Six Degrees of Separation is a meme hosted by Kate over at Books Are My Favourite and Best. It works like this: each month a book is chosen as a starting point and linked to six others to form a chain. A book doesn’t need to be connected to all the titles on the list, only to the one next to it in the chain.
This month we’re starting with Jamie Oliver’s The Naked Chef, the first in a series of cookbooks which made him into a celebrity chef. I have a lot of time for Oliver who has done his best to promote healthy, affordable food, often in the face of abuse.
I’d expected food to be the theme for this chain but the first title that popped into my head was Desmond Morris’ ‘60s bestseller The Naked Ape all about how we humans behave.
Which led me to Jenny Diski’s Monkey’s Uncle in which Freud, Marx and Darwin all appear.
Freud is also a character in Robert Seethaler’s The Tobacconist, giving relationship advice to the shop’s young apprentice.
The translator of The Tobacconist is Charlotte Collins who also translated Benedict Wells’ The End of Loneliness which I enjoyed very much.
Loneliness leads me to Denis Thériault’s The Peculiar Life of a Lonely Postman which sees a nosy postman falling for a woman who sends haiku to her beloved.
J. Robert Lennon’s Mailman also reads letters he should be delivering, juggling his many problems and neuroses until things get out of control.
This month’s Six Degrees has taken me from a celebrity chef with a conscience to a mailman on the verge of going postal. Part of the fun of this meme is comparing the very different routes other bloggers take from each month’s starting point. If you’re interested, you can follow it on Twitter with the hashtag #6Degrees, check out the links over at Kate’s blog or perhaps even join in.
Ah, I really liked The Tobacconist and that’s a nice shoutout for translators!
Ah, you all deserve it. She’s a favourite of mine.
I loved The Peculiar Life of a Lonely Postman, and Thériault’s other books too. Also The Tobacconist , and I’m sure I read The Naked Ape back in the day. A nice chain from which I’ll check out your other titles.
Thank you. The Naked Ape wa a bit of a surprise appearance!
Excellent chain Susan, I loved the Lonely Postman and Mailman!
Thanks, Cathy. I couldn’t think of one without the other!
I’ve still got my late mum’s copy of The Naked Ape – the original paperback. A seminal book – and Morris is such a good writer too. I love your translator link too – but must admit, I’m yet to read Seethaler, something to remedy one day I hope.
Like Charlotte Collins, Seethaler’s a favourite of mine. They make a great combination. Lovely that you have your mum’s copy of The Naked Ape.
An interesting chain full of books I haven’t read! I’ve read some of Jenny Diski’s books, but not Monkey’s Uncle. Did you enjoy it?
Thank you! Not nearly as much as her non-fiction, I’m afraid.
Great chain – I particularly like your translator link. I tried to stick with a food/chef theme this month, but abandoned that idea after the second book!
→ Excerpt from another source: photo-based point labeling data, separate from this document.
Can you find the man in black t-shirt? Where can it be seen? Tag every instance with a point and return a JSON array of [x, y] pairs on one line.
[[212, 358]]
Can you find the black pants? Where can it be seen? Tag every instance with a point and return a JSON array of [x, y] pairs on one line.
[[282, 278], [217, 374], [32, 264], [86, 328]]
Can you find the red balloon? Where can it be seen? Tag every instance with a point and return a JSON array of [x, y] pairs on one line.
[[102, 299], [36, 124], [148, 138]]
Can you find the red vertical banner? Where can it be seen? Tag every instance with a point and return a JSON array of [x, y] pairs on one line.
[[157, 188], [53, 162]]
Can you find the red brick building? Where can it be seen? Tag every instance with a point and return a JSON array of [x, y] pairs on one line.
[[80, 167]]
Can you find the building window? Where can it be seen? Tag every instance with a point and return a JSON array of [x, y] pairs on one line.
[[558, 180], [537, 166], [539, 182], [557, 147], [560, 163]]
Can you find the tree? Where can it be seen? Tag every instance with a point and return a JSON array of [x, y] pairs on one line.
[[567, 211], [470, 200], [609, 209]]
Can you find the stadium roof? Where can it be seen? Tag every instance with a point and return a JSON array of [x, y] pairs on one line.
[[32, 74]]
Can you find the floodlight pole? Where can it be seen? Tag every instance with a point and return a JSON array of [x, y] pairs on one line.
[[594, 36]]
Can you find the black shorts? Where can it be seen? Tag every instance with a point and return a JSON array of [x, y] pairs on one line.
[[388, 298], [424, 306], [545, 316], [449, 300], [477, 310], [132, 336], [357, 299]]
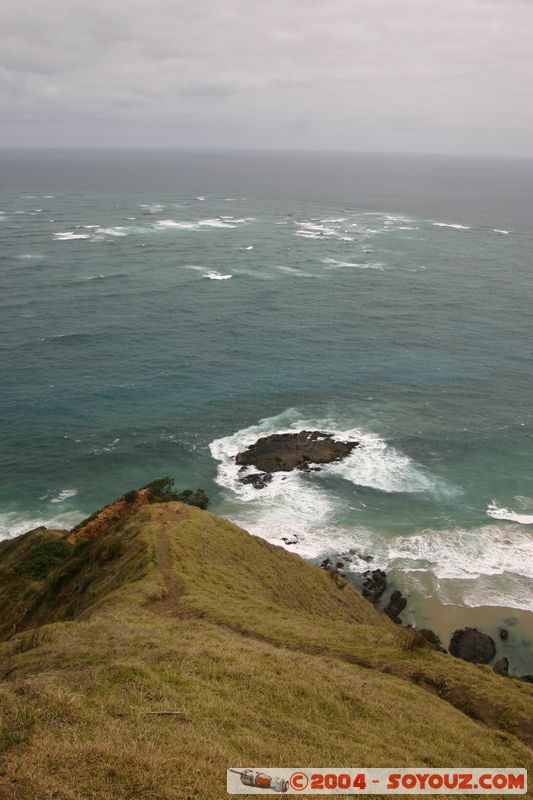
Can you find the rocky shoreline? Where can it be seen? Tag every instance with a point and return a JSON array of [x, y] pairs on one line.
[[284, 452], [308, 451], [468, 643]]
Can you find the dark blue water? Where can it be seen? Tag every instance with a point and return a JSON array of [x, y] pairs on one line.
[[387, 298]]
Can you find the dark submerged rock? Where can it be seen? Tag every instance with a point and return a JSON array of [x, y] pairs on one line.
[[502, 666], [258, 479], [472, 645], [395, 606], [374, 585], [283, 452]]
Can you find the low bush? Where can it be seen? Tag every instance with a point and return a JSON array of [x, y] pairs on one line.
[[42, 558]]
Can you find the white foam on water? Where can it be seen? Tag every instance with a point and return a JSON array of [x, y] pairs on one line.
[[499, 512], [64, 494], [332, 263], [456, 226], [215, 222], [172, 223], [118, 230], [318, 229], [213, 275], [297, 272], [297, 505], [152, 208], [67, 236]]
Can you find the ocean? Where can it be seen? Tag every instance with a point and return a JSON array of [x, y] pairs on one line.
[[161, 310]]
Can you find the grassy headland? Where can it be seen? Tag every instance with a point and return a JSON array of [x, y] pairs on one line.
[[262, 658]]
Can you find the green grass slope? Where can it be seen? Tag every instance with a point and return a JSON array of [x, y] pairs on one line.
[[262, 659]]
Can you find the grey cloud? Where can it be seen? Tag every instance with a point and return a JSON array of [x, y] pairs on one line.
[[417, 75]]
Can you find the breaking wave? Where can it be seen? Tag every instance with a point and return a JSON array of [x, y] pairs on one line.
[[299, 506], [497, 512]]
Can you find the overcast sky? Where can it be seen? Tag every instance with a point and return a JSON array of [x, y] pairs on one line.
[[445, 76]]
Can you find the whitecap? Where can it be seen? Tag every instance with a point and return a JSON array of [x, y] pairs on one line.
[[118, 230], [152, 208], [456, 226], [332, 263], [172, 223], [213, 275], [67, 236], [64, 494], [499, 512], [297, 505]]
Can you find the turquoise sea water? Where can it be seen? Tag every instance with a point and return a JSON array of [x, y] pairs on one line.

Thank you. Food seemed the obvious route, didn’t it, but somehow didn’t turn out to work that way.
Wait… that Diski book is fiction? I’ve never read any of her fiction. I really should! Lovely chain here.
Thank you. I don’t want to raise your expectations too high – much prefer her non-fiction.
The books with the mailmen sound rather interesting. Must look them up. Great chain. I liked that you didn’t start with a food link.
Thank you. That first link wasn’t what I was expecting at all!
The Naked Ape – gosh that takes me back many years.
I know…
Great chain. A lot of interesting books to follow up on.
The Naked Ape also brings back memories for me. I read it probably 50 years ago, when I was in my first marriage. I read a larger variety of books when I was younger, a good think I guess. Then for decades I read mystery novels almost exclusively. And now I seem to be trying new things again.
Thank you. Always good to widen your reading – I don’t read enough non-fiction, for sure.
This may be the chain getting my vote for most original today! Good work!
Thank you kindly!
Creative chain and that first turn was a doozy! 🙂 Another chain where I haven’t read any of the books!
Terrie @ Bookshelf Journeys
Thank you, Terrie. That first link surprised me!
Hi there Susan!
Very interesting chain you have here! I love how Six Degrees can always lead down so many different paths and one never gets bored of any of the chains.
Have a wonderful November!
Elza Reads
Thank you, Mareli, and you, too!
What an interesting and good content you made, thank you
We will definitely use the contents of these people for the Iranian site https://365book.ir/ where we are active so that people can use the translation and interpretation of these contents
Thanks you – hope it’s useful. Please credit me when you do.